L’hôtel des Quatre-Nations (Eugène SCRIBE - Nicolas BRAZIER - Jean-Henri DUPIN)

À-propos en un acte, mêlé de Vaudevilles.

Représentée pour la première fois, à Paris, sur le Théâtre des Variétés, le 7 novembre 1818.

 

Personnages

 

LEFRANC, maître de l’hôtel

M. VELOUTÉ, marchand de papiers peints, prétendu de Juliette

SIR JOHNSON, négociant anglais

BLINTHAL, baron allemand

SANS-REGRET, brigadier de l’artillerie légère

JAMES, jockey de Johnson

UN DOMESTIQUE ALLEMAND

UN COSAQUE

JULIETTE, fille de Lefranc

SONIKOFF, courrier russe

 

Dans l’hôtel des Quatre-Nations, à Valenciennes.

 

Une salle de l’hôtel.

 

 

Scène première

 

JULIETTE, répondant de différents côtés

 

C’est bien... Oui... dans l’instant l’on y va... Depuis que M. Lefranc, mon père, tient l’hôtel des Quatre-Nations, à Valenciennes, on ne sait auquel entendre ; c’est charmant ! parce qu’en russe, en allemand et en anglais, c’est toujours quelque chose pour la fille... sans compter les galanteries qu’ils m’adressent... c’est-à-dire que je devine ! car il n’est pas aisé de les comprendre, et je me rappelle encore le jour de leur arrivée :

Air : Le beau Lycas aimait Thémire. (Les Artistes par occasion.)

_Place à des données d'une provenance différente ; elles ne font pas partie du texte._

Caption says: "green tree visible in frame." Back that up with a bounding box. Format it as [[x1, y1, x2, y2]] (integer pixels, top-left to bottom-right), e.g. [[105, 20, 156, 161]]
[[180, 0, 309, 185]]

Ils demandaient dans leur langage
Des mets et des vins délicats,
Champagne, Bordeaux, Ermitage,
Mon père n’ les entendait pas.
Aussitôt changeant de manière, (Bis.)
Ils montrent des écus sonnants; (Bis.)
C’en est assez, leur dit mon père,
Ne parlez pas, je vous entends.
L’ premier jour, avec politesse,
C’était à qui suivrait mes pas ;
Ils voulaient me parler sans cesse,
Moi je ne les comprenais pas.
Mais tous ces messieurs par la suite (Bis.)
Devinrent enfin si pressants, (Bis.)
Que j’ n’eus que l’ temps d’ leur dir’ ben vite :
Ne parlez pas, je vous entends.

Aussi, maintenant, je crois que je pourrais dire Je vous aime dans toutes les langues de l’Europe ! excepté pourtant en français : car depuis que ce pauvre Sans-Regret est parti, j’ai tout à fait oublié comment ça se disait.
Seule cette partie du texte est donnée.